So we finally made it to the land of crumpets, tea, pubs and bad teeth. From Italy, we took the north route through der Fatherland.  I’ve always admired the Germans because typically everything they do is far superior to the rest of the world. Some examples:

  • BMW.  Mercedes.  Need I say more?  I decided to splurge using the “overseas military car deal” on my shit-brown BMW trash hauler (X5), and it’s by far the best vehicle I’ve ever owned… by far.
  • German beer is world-renowned (even though I think the room-temperature, slightly-flat suds serve my senses a little bit better), and of course everyone’s heard of the German Purity Laws (for those that haven’t, they apply to beer… not women).
  • Their military… well, their military before it was crippled circa 1945.  In America’s Revolutionary War, the Hessians were a force to be reckoned with.  In WWI, it took 7+ major countries to unite against Germany and Austria to beat them.  During WWII, it took 11+!  Not only that, but the Germans invented the first true jet airplane.
  • Clocks… of the hand-made variety.  Of course everyone’s seen or heard a cuckoo clock, but some high quality grandfather clocks are known to come out of Bavaria too.
  • Clubbing music; who hasn’t heard of the “inst inst inst inst” that you hear in every European hang out?

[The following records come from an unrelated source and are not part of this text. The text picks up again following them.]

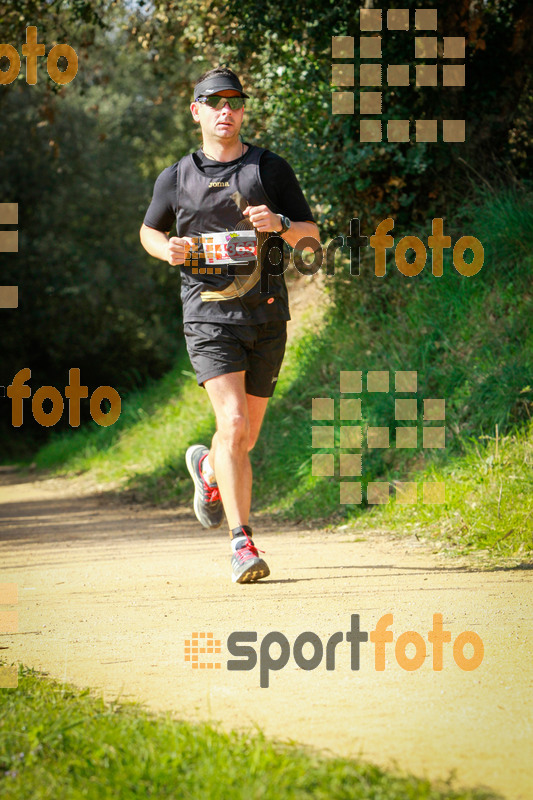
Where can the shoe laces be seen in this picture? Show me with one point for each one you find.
(248, 550)
(211, 491)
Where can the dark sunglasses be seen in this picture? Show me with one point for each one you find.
(218, 102)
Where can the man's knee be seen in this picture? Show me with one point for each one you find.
(252, 441)
(234, 429)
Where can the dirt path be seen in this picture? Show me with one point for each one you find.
(109, 593)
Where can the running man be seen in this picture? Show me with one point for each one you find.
(235, 302)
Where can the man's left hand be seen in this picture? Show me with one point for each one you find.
(263, 219)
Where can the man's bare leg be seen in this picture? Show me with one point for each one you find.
(239, 417)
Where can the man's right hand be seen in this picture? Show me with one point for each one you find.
(178, 249)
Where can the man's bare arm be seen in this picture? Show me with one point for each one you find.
(158, 244)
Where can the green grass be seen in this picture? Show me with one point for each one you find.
(489, 501)
(470, 341)
(57, 742)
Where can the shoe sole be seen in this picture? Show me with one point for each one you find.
(253, 573)
(197, 489)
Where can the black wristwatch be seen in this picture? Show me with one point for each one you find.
(285, 223)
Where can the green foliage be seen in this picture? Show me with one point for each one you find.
(59, 742)
(81, 164)
(284, 54)
(489, 501)
(469, 339)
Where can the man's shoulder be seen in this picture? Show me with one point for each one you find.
(170, 172)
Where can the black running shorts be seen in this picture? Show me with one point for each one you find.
(217, 349)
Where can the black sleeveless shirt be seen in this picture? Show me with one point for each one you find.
(250, 293)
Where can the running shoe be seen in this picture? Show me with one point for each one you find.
(207, 501)
(246, 563)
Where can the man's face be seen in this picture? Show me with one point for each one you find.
(224, 124)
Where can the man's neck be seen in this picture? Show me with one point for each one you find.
(223, 151)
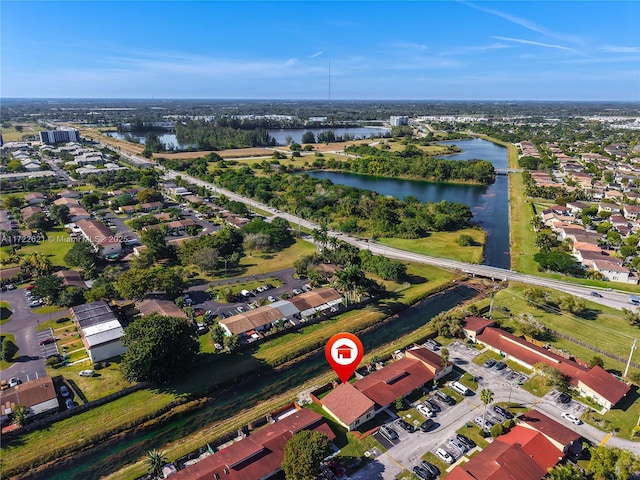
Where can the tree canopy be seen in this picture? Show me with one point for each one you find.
(303, 454)
(158, 349)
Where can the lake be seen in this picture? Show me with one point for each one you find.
(280, 135)
(489, 204)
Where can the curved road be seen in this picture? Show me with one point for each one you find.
(609, 298)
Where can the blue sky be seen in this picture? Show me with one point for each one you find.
(450, 50)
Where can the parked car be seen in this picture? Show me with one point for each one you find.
(425, 410)
(432, 405)
(483, 423)
(503, 412)
(406, 426)
(466, 440)
(428, 425)
(500, 366)
(571, 418)
(455, 444)
(490, 363)
(389, 433)
(444, 455)
(430, 467)
(421, 473)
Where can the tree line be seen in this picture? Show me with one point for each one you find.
(415, 163)
(209, 136)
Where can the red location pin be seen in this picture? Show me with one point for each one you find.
(344, 352)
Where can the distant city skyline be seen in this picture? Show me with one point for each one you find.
(369, 50)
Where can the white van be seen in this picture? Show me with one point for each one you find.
(460, 388)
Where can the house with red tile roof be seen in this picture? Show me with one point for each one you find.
(353, 404)
(349, 406)
(562, 437)
(602, 387)
(257, 456)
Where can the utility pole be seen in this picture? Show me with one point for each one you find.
(633, 349)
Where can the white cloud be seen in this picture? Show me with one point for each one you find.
(620, 49)
(531, 42)
(529, 25)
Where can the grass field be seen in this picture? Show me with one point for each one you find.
(55, 247)
(9, 338)
(237, 409)
(5, 312)
(443, 244)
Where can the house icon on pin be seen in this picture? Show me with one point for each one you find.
(344, 351)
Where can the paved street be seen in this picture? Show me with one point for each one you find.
(610, 298)
(31, 355)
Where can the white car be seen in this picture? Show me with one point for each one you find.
(444, 455)
(425, 410)
(571, 418)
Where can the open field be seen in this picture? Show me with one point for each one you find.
(443, 244)
(605, 328)
(55, 247)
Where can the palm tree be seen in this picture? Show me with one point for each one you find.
(155, 461)
(486, 397)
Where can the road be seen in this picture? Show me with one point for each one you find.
(409, 450)
(609, 298)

So I was caught off guard when I encountered this:

German Toilet

Is it just me?  Do you see it?

How the hell am I supposed to take a clean dump on this thing?  The way my anatomy is arranged on my body, it is almost physically impossible to get that clean “ker-splash”… unless I balance precariously on the front of the lip.  The configuration above just leaves you a sloppy “splat” with proof of your struggle cooling on the porcelain shelf.

Hell, if you must build toilets like this, at least post some reading material on the water tank/inside lid; I’d like to have something to look at while being forced to straddle the water tank in my quest to take the proper poop.